Architecture: 128-128-64 ReLU
Ice albedo is a smooth function of physical parameters. This modest network is the empirical sweet spot — deeper networks show marginal accuracy gain but triple storage and inference time, while shallower networks underfit spectral features near absorption bands.

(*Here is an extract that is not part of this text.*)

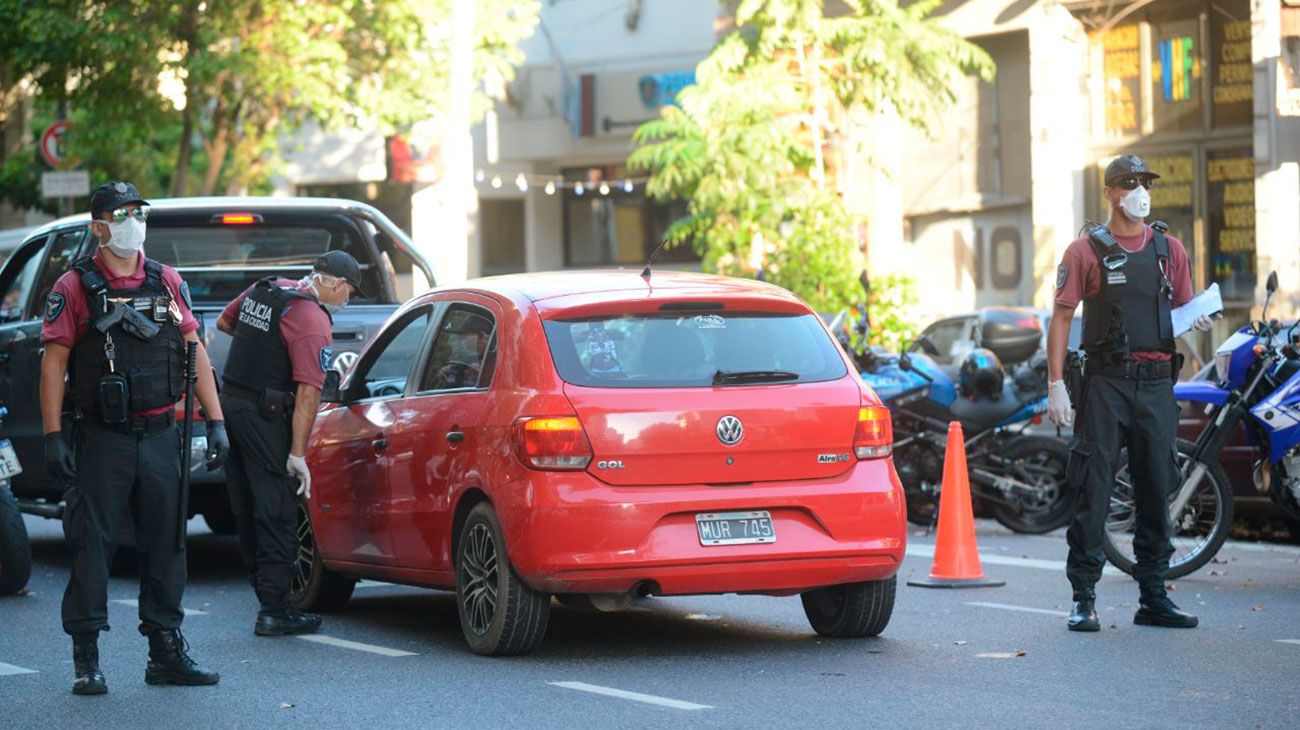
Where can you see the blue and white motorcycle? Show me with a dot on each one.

Unphysical spectrum filtering
The RT solver occasionally produces negative albedo at extreme parameter combinations. Spectra with any value outside [0, 1.01] are automatically excluded from training with a warning.
Properties
| Property | Type | Description |
|---|---|---|
param_names | list[str] | Ordered parameter names |
bounds | dict | {name: (min, max)} from training |
n_pca_components | int | Number of PCA components retained |
training_score | float | R² on training data |
flx_slr | ndarray (480,) | Solar flux spectrum from build time |
.npz file format
The emulator is stored as a compressed NumPy archive containing MLP weights, PCA basis vectors, input scaling bounds, solar flux, and JSON metadata. No pickle, no sklearn dependency for loading.